El joven dijo su nombre por pura formalidad, no porque le interesara lo más mínimo crear una relación afectiva con esa niña tonta que tanto le observaba. Shina se sintió un poco mal cuando él ignoró completamente la mano que le extendió para estrecharla pero no dejó que se viera.
Entonces se le ocurrió algo. Los llevaba guardados en la mochila por si al final se sentía de humor para hacerlo. Y a lo mejor hacerlo junto a él, aunque la ignorara, le hacía sentir mejor. Zoro no tenía amigos, pero el caso es que ella tampoco, así que ese chico al que se podía decir que había acosado un poquito era lo más parecido que tenía.
Sacó de la mochila un pastelito de chocolate que, menos mal, no estaba derretido, y trece velas. Zoro no se giró en ningún momento mientras ella se sentaba, colocaba las velas y las encendía con paciencia. El sonido de la voz de la chica fue lo que hizo que se dignara a mirarla finalmente. Estaba cantándose el cumpleaños feliz a sí misma. Apagó las velas de un solo soplo y le sonrió ampliamente nada más hacerlo.
- ¿Quieres un poco?
- ¿Hoy es tu cumpleaños? – Zoro ignoró el ofrecimiento, pero se sentó frente a ella. El pastel se interponía entre ambos.
- Sí. Cumplo trece años, pero no tengo con quién celebrarlo – a pesar de lo triste que podía sonar, Shina no lo contó como si lo fuera. Parecía no importarle demasiado si tenía o no tenía a alguien con el que pasar su cumpleaños.
Zoro la miró con intensidad. Con demasiada intensidad, impropia de un niño de su edad.

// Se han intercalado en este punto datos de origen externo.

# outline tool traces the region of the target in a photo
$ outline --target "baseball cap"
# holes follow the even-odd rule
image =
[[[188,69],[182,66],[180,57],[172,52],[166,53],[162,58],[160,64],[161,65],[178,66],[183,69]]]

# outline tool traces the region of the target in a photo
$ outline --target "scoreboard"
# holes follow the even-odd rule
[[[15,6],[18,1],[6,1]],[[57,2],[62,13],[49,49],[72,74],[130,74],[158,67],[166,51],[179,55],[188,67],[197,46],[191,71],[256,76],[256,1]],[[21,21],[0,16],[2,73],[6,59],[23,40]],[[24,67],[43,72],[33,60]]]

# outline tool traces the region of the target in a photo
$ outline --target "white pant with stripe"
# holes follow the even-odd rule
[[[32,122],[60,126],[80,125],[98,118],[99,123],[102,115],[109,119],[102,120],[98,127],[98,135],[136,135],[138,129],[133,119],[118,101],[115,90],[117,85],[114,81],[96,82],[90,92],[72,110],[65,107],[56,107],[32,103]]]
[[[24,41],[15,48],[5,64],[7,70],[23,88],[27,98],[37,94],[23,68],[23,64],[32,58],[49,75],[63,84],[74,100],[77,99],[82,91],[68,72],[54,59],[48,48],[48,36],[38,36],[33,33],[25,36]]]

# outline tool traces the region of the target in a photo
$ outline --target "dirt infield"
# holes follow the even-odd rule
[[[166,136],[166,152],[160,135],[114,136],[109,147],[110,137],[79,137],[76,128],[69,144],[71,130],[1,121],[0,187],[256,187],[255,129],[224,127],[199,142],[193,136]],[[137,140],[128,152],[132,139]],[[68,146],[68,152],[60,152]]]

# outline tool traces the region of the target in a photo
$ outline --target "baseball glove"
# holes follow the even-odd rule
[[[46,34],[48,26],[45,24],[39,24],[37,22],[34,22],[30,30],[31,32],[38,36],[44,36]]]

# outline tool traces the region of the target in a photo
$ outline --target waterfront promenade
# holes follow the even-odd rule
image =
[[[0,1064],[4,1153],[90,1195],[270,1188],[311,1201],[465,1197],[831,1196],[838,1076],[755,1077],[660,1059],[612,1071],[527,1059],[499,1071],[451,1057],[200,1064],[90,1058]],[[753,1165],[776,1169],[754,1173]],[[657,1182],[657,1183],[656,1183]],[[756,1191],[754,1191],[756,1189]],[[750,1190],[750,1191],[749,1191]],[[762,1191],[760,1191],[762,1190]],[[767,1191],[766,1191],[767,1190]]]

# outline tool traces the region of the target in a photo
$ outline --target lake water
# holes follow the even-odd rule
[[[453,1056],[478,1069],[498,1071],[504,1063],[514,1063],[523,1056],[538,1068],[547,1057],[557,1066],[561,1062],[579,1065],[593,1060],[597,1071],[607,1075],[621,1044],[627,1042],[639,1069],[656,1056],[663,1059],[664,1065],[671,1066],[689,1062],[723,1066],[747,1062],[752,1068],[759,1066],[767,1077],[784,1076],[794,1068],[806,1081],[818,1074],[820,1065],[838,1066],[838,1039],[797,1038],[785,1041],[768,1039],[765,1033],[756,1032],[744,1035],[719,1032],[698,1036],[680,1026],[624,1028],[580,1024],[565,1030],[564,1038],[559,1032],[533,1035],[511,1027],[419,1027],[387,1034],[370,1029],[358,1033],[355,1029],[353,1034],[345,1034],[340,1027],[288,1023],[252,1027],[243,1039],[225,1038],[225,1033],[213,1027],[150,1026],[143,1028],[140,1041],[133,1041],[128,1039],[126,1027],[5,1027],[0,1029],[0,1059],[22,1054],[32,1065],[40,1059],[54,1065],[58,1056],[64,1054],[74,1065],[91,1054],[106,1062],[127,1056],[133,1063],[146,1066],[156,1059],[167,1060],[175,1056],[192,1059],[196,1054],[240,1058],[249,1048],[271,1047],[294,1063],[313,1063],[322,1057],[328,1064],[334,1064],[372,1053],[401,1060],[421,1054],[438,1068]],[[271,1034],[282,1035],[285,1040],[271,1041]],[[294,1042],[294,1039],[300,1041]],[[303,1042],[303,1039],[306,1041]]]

- Yo también cumplo trece años... hoy.
Shina se quedó petrificada durante un instante. ¿Tenían la misma edad y cumplían el mismo día? Menuda casualidad. Entonces reaccionó y volvió a encender una por una todas las velas. Estiró el brazo y empujó con suavidad el pastelito hacia el chico. Otra vez, le sonrió.
- Entonces sopla.
Zoro la miró unos pocos segundos, pero al final le devolvió la sonrisa y sopló con toda la fuerza de sus pulmones. Después, Shina partió el pastel en dos trozos que compartieron. Y rieron y hablaron, comportándose por primera vez en mucho tiempo como los niños que se supone que eran.
Aquel 11 de noviembre, fue solo el comienzo de la historia de Zoro y Shina.